Je vais bien. On se voit dans le Poudlard Express. Ne me répondez pas, ne me parlez pas sur le quai de la gare. Je vous raconte tout plus tard.

James : tes parents sont toujours d'accord pour m'héberger ?

Patmol"

Les Maraudeurs eurent un peu de mal à croire que Sirius allait en effet bien alors qu'il leur demandait, dans la même lettre, de ne pas lui parler devant ses parents et qu'il demandait à James s'il était toujours possible de l'héberger. Malheureusement, à part attendre le 1er septembre pour obtenir plus d'informations, ils ne pouvaient rien faire. C'était frustrant.

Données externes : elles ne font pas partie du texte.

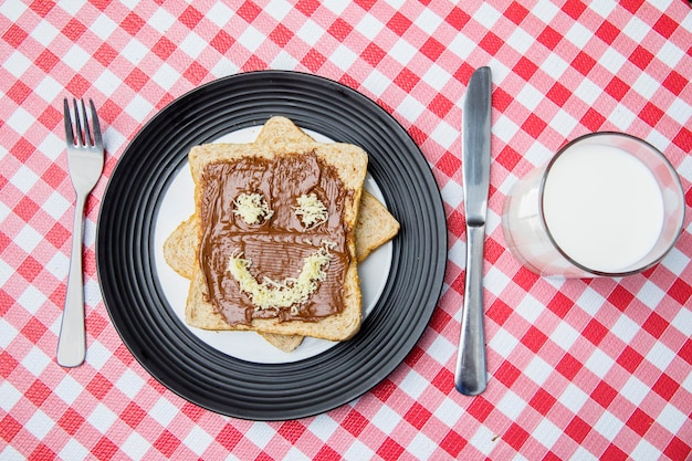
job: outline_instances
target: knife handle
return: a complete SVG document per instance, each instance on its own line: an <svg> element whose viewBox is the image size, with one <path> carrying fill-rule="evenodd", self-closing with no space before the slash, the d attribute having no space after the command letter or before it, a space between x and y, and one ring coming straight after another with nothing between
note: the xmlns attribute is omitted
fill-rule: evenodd
<svg viewBox="0 0 692 461"><path fill-rule="evenodd" d="M483 332L483 249L485 226L466 227L466 283L461 311L461 336L454 387L466 396L485 390L485 335Z"/></svg>

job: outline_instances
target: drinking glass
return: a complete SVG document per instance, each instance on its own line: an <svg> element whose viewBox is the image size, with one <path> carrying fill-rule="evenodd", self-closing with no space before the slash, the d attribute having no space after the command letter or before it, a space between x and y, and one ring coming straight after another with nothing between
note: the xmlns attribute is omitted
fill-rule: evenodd
<svg viewBox="0 0 692 461"><path fill-rule="evenodd" d="M600 132L565 145L510 192L511 252L539 275L623 276L659 263L684 221L675 169L650 144Z"/></svg>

James prit l'initiative de prévenir Andromeda qui lui répondit par une lettre peu enthousiaste. Elle expliqua que Sirius risquerait trop si ses parents le voyaient avec les Maraudeurs. Avec un peu de chance, il avait réussi à faire passer ses meilleurs amis pour de mauvaises fréquentations qui l'avaient fait devenir ainsi. En allant dans ce sens, il pouvait peut-être arranger un peu sa condition.

Vivement le mois de Septembre, qu'ils aient le fin mot de l'histoire.